Bacteria and toxic neutrophils were not found in any cow of Group N but were found in 16 cows of Group P. According to these findings, Group P was subdivided into Group PS comprising 16 cows with septic peritonitis, and Group PN comprising 31 cows with nonseptic peritonitis. Groups PN and PS differed significantly in rumen contraction rate (Group PS: 0.0, 0.0, 1.0 per 3 minutes; Group PN: 1.0, 1.0, 4.0 per 3 minutes), in serum total protein concentration (Group PS: 6.01, 4.74, 6.70 g/dL; Group PN: 7.39, 6.70, 8.18 g/dL), and in peritoneal fluid glucose concentration (Group PS: 0.90, 0.18, 1.80 mg/dL [0.05, 0.01, 0.10 mmol/L]; Group PN: 93.6, 72.2, 112.1 mg/dL [5.20, 4.01, 6.23 mmol/L]), which also resulted in a significantly lower glucose ratio in Group PS (0.006, 0.002, 0.018) compared with Group PN (0.96, 0.81, 1.12). In contrast to rumen contraction rate and serum protein (SN and SP below 60%), glucose concentration and glucose ratio had SN and SP of 100%. Additionally, peritoneal fluid LDH activity was significantly increased in cows with septic peritonitis compared with nonseptic peritonitis (Group PS: 1,216, 1,024, 2,008 U/L; Group PN: 755, 570, 965 U/L); however, the SN and SP of LDH did not exceed 70%. In contrast, activities of ALP and CPK did not differ between these 2 conditions.

The results of differentiation of peritoneal fluid cells are presented in Table 4. The main cell types were polymorphnuclear neutrophils (PMN) and lymphocytes, whereas monocytes, eosinophils, and basophils were found only in very low numbers (<2%).

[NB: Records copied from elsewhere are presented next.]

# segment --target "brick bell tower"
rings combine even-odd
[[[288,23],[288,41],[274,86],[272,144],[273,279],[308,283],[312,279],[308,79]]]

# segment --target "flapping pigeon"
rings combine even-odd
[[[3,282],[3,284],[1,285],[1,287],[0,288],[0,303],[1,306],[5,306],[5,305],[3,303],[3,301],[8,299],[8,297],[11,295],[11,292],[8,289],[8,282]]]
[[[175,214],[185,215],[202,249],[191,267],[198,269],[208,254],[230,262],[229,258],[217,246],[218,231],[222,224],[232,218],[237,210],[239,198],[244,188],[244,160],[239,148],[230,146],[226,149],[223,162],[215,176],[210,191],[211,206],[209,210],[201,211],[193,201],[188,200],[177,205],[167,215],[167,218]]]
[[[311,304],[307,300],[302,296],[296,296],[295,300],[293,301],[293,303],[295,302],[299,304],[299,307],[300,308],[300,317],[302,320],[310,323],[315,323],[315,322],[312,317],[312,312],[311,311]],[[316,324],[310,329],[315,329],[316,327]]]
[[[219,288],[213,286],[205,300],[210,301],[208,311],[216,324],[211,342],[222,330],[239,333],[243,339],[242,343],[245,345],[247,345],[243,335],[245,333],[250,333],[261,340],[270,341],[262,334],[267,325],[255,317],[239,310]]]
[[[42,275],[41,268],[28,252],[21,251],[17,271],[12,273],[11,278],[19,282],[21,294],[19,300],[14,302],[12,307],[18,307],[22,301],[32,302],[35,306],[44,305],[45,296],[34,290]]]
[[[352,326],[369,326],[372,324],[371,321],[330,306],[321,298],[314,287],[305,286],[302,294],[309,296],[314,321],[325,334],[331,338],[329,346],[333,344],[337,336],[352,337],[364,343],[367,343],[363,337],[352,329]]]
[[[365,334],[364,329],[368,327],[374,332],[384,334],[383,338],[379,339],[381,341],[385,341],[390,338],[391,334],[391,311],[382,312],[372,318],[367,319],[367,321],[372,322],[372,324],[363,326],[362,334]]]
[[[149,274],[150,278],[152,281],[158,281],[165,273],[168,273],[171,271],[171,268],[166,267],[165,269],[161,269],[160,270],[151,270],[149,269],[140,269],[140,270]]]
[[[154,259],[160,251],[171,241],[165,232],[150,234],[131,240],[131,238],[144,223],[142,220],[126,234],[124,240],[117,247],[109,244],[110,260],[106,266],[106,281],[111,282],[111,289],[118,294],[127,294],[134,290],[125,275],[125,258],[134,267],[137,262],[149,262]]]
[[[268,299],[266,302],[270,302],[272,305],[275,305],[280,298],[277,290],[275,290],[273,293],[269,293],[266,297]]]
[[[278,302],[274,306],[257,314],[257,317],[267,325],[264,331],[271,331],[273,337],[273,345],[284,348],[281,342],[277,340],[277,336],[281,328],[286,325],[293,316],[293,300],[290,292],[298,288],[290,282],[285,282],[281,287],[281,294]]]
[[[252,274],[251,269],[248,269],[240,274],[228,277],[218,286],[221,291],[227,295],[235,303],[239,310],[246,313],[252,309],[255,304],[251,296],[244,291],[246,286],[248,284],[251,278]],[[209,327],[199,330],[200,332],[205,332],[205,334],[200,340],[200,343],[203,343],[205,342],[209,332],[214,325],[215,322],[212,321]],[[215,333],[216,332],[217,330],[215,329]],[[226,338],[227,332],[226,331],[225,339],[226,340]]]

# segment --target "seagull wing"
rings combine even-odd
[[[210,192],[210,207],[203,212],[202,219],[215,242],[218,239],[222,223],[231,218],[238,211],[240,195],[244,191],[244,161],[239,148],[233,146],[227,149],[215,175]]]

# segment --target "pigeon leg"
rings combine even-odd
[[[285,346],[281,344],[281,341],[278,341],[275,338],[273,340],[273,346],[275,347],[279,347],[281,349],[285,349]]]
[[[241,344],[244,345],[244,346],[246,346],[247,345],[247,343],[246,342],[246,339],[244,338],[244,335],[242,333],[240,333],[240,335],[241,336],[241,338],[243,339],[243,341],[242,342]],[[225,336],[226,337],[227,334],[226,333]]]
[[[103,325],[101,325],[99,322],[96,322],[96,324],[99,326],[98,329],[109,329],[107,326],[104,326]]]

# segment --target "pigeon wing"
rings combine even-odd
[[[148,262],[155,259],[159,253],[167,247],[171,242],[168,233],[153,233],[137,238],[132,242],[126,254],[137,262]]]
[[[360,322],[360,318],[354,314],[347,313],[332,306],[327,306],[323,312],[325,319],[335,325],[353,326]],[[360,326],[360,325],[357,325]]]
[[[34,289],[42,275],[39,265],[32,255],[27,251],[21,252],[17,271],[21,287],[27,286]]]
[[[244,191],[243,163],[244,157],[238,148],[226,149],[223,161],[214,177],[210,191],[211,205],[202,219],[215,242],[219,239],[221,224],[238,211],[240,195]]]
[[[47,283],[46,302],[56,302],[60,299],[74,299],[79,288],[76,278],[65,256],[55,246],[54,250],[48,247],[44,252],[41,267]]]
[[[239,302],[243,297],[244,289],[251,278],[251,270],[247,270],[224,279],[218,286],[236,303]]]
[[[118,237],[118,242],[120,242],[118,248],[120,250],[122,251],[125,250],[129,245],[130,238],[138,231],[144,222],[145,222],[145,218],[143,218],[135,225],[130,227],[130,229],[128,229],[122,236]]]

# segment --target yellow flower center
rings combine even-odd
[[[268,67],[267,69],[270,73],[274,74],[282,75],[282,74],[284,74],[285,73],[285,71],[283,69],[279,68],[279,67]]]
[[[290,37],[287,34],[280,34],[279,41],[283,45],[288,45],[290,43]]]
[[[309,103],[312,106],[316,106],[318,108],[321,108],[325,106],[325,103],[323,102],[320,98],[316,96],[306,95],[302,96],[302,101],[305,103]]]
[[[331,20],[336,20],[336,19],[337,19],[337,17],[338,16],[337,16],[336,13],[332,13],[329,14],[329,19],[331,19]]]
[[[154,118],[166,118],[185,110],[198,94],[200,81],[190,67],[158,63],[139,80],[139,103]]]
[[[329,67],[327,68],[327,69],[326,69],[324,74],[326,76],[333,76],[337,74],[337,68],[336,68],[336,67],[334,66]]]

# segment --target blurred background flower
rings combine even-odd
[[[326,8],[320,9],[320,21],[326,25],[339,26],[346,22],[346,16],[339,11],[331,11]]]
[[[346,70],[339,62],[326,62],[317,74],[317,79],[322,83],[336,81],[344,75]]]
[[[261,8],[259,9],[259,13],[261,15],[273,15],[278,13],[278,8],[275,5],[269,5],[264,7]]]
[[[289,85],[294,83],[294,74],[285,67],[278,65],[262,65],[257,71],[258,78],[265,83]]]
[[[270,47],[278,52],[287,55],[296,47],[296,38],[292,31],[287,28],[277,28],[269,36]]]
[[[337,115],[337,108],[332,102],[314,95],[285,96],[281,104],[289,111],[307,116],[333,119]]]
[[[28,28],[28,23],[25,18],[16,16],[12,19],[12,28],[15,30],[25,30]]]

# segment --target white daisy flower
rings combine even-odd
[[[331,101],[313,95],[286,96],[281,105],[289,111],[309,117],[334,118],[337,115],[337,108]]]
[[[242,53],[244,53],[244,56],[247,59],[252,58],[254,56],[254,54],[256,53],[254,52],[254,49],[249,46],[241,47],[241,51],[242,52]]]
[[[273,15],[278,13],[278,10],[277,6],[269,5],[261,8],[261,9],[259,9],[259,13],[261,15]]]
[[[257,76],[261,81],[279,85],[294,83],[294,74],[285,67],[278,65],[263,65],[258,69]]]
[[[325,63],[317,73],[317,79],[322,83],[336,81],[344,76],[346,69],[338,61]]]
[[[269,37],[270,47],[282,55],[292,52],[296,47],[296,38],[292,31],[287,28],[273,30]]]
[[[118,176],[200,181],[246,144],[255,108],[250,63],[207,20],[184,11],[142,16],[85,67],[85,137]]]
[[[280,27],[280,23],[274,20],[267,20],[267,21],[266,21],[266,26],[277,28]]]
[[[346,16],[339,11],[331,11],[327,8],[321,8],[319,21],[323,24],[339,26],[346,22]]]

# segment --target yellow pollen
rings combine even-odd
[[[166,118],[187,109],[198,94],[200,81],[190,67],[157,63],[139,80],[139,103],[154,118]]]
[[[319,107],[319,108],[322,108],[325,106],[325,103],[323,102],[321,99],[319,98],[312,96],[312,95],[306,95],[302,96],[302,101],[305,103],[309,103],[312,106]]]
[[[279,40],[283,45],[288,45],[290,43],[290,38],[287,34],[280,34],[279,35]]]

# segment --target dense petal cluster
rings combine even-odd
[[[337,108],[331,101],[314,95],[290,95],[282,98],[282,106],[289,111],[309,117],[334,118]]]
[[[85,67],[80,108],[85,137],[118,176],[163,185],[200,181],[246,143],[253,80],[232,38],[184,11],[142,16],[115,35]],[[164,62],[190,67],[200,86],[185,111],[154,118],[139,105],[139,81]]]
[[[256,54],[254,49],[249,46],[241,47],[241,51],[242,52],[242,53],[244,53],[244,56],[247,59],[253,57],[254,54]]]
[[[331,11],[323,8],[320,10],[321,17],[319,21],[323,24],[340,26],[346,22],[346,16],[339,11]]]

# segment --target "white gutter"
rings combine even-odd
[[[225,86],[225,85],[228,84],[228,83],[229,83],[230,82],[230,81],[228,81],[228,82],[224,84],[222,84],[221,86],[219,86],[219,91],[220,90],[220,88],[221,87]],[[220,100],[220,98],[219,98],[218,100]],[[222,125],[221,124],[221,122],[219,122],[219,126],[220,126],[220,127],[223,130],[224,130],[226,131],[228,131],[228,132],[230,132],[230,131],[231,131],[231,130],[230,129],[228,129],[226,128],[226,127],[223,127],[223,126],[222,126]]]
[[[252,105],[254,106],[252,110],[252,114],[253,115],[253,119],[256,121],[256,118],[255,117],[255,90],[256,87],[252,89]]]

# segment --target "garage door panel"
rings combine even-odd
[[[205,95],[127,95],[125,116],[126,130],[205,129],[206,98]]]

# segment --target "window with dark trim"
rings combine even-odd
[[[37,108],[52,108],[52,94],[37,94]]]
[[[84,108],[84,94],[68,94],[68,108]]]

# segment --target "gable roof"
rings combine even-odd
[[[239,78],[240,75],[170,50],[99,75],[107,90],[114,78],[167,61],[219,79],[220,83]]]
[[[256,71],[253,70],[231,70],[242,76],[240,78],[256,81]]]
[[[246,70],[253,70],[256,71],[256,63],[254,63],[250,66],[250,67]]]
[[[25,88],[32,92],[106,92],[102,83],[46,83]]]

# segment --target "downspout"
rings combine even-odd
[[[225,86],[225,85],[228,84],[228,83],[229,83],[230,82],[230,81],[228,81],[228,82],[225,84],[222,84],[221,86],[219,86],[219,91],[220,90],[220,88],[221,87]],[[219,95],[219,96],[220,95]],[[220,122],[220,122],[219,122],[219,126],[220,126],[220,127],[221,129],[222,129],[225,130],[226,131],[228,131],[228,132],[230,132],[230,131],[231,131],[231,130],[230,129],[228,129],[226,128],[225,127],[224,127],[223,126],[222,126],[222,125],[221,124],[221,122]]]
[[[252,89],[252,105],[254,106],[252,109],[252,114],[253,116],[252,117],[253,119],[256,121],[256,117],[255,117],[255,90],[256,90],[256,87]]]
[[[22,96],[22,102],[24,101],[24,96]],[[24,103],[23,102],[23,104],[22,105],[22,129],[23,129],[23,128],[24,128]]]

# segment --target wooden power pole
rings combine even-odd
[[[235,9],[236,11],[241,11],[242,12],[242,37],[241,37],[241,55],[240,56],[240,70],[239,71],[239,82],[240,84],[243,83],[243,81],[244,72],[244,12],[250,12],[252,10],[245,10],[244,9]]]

Epithelial cells were present in percentages between 0 and 10% without differences between the groups. Peritoneal fluid PMN were different between Groups N and P (P= .04) and also between Groups PN and PS (P= .03).

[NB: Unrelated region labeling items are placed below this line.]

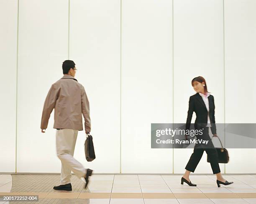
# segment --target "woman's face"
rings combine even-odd
[[[200,83],[197,81],[195,81],[193,82],[193,88],[197,93],[199,92],[204,92],[205,87],[203,86],[204,84],[204,82]]]

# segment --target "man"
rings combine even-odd
[[[79,178],[84,178],[86,188],[92,173],[92,170],[84,168],[73,157],[78,132],[83,130],[82,113],[87,136],[91,130],[89,103],[84,87],[74,78],[77,70],[75,65],[72,60],[63,62],[64,75],[51,85],[42,115],[41,132],[45,133],[43,130],[47,128],[50,115],[54,108],[56,150],[61,163],[60,185],[53,187],[56,190],[72,190],[71,171]]]

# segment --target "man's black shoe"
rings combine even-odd
[[[92,171],[93,170],[92,170],[92,169],[90,169],[90,168],[87,169],[87,171],[86,172],[86,176],[84,177],[84,178],[85,179],[85,182],[86,182],[85,186],[84,186],[85,189],[86,188],[86,186],[87,186],[87,185],[89,184],[89,177],[92,176]]]
[[[67,184],[64,185],[60,185],[59,186],[54,186],[53,187],[55,190],[62,190],[64,191],[72,191],[72,186],[71,184]]]

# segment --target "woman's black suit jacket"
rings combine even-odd
[[[214,98],[213,96],[210,94],[208,97],[209,100],[209,117],[211,125],[211,130],[212,134],[216,133],[216,125],[215,124],[215,117],[214,105]],[[205,127],[207,124],[208,112],[204,101],[199,93],[191,96],[189,98],[189,110],[187,112],[187,117],[186,123],[186,130],[189,130],[191,119],[193,112],[195,111],[197,117],[195,122],[195,129],[200,129],[200,128]]]

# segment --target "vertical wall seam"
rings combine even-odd
[[[122,0],[120,0],[120,173],[122,172],[121,128],[122,128]]]
[[[173,127],[173,123],[174,122],[174,9],[173,9],[173,1],[172,0],[172,123]],[[174,173],[174,148],[173,148],[173,145],[172,147],[172,173]]]
[[[69,23],[68,28],[68,59],[69,59],[69,19],[70,16],[70,0],[69,0]]]
[[[226,101],[225,97],[226,95],[225,87],[225,15],[224,15],[224,0],[223,0],[223,82],[224,82],[224,147],[225,146],[225,124],[226,124]],[[226,164],[224,164],[224,173],[226,173]]]
[[[17,51],[16,56],[16,124],[15,128],[15,173],[17,173],[17,112],[18,112],[18,48],[19,39],[19,0],[18,0],[18,13],[17,17]]]

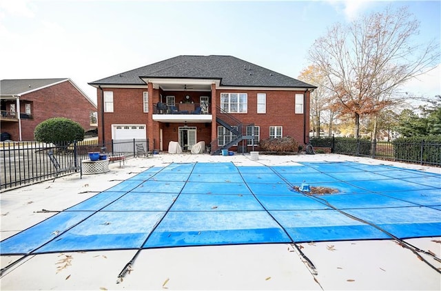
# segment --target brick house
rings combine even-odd
[[[89,83],[97,88],[100,140],[170,141],[190,149],[258,149],[268,138],[308,142],[316,87],[229,56],[178,56]]]
[[[96,105],[69,78],[1,80],[0,103],[1,132],[12,140],[34,140],[35,127],[53,117],[72,119],[86,131],[97,127],[91,122]]]

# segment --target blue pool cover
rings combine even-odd
[[[310,195],[294,186],[336,189]],[[1,242],[1,255],[441,235],[441,175],[356,162],[152,167]]]

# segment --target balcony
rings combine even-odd
[[[9,111],[6,110],[1,110],[1,115],[0,116],[0,120],[1,121],[12,121],[15,122],[17,122],[19,121],[17,112]]]
[[[211,122],[211,105],[208,103],[165,103],[153,105],[153,120],[163,122]]]

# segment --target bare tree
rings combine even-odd
[[[313,133],[314,136],[320,136],[321,131],[321,125],[324,121],[324,111],[330,111],[329,112],[329,126],[332,128],[332,122],[334,114],[331,110],[331,103],[332,91],[328,89],[322,84],[326,80],[325,76],[315,65],[310,65],[304,69],[298,76],[299,79],[307,83],[314,84],[317,88],[311,93],[311,122]],[[326,112],[327,114],[327,112]]]
[[[353,118],[356,137],[360,116],[375,115],[402,100],[394,92],[439,62],[438,43],[414,43],[418,27],[407,8],[389,7],[347,25],[335,25],[309,50],[342,114]]]

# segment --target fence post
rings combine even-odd
[[[135,139],[133,139],[133,156],[136,157],[136,150],[135,149],[135,144],[136,144],[136,141]]]
[[[76,172],[76,168],[78,167],[78,151],[76,151],[76,140],[74,140],[74,166],[75,167],[75,171]]]
[[[423,164],[422,155],[424,153],[424,140],[421,140],[421,147],[420,148],[420,162],[421,163],[421,164]]]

Table 4.   Percentages of polymorphnuclear neutrophils (PMN) and lymphocytes in peritoneal fluid of Group N, Group P, Group PN, and Group PS (subdivisions of Group P); data given as median, 1st, 3rd quartiles; comparison between Groups N and P, and between Groups PN and PS.
GroupPMN (%)PLymphocytes (%)P
Group N (n = 55)58.8, 51.4, 74.0.0422.7, 10.6, 30.5.07
Group P (n = 47)74.0, 65.0, 84.014.2, 8.0, 22.0
Group PN (n = 31)69.0, 56.5, 81.5.0315.0, 7.0, 22.2.18
Group PS (n = 16)84.0, 74.5, 91.511.5, 5.5, 20.0

Discussion

  1. Top of page
  2. Abstract
  3. Material and Methods
  4. Results
  5. Discussion
  6. Footnotes
  7. References

The aim of the study was to describe the potential for specific peritoneal fluid measurements to diagnose peritonitis in dairy cows. A major finding was that several parameters were potentially suitable for diagnostic purposes, because significant differences were found between cows with peritonitis and without peritonitis. The present study used the results of clinical examination as reference diagnosis for peritonitis; the true prevalence of peritonitis, however, is not known. This is a typical limitation of clinical studies because the reference tests are frequently less than perfect15,17 and may result in overestimation of diagnostic value. However, the model16,17 used for calculation of adjusted values for SN and SP should have minimized these effects and allowed more accurate estimations. Another limitation of the present clinical study is that the animals referred to the veterinary hospital might not completely reflect the population in field practice. The majority of cows in both groups had received anti-inflammatory and antimicrobial treatment before sampling which may have had some effect on peritoneal fluid characteristics. However, we believe this limitation would not have severely confounded the objectives and results of the present study. Additionally, this reflects the current situation in bovine practice because most cows have already been treated when presented to the veterinarian.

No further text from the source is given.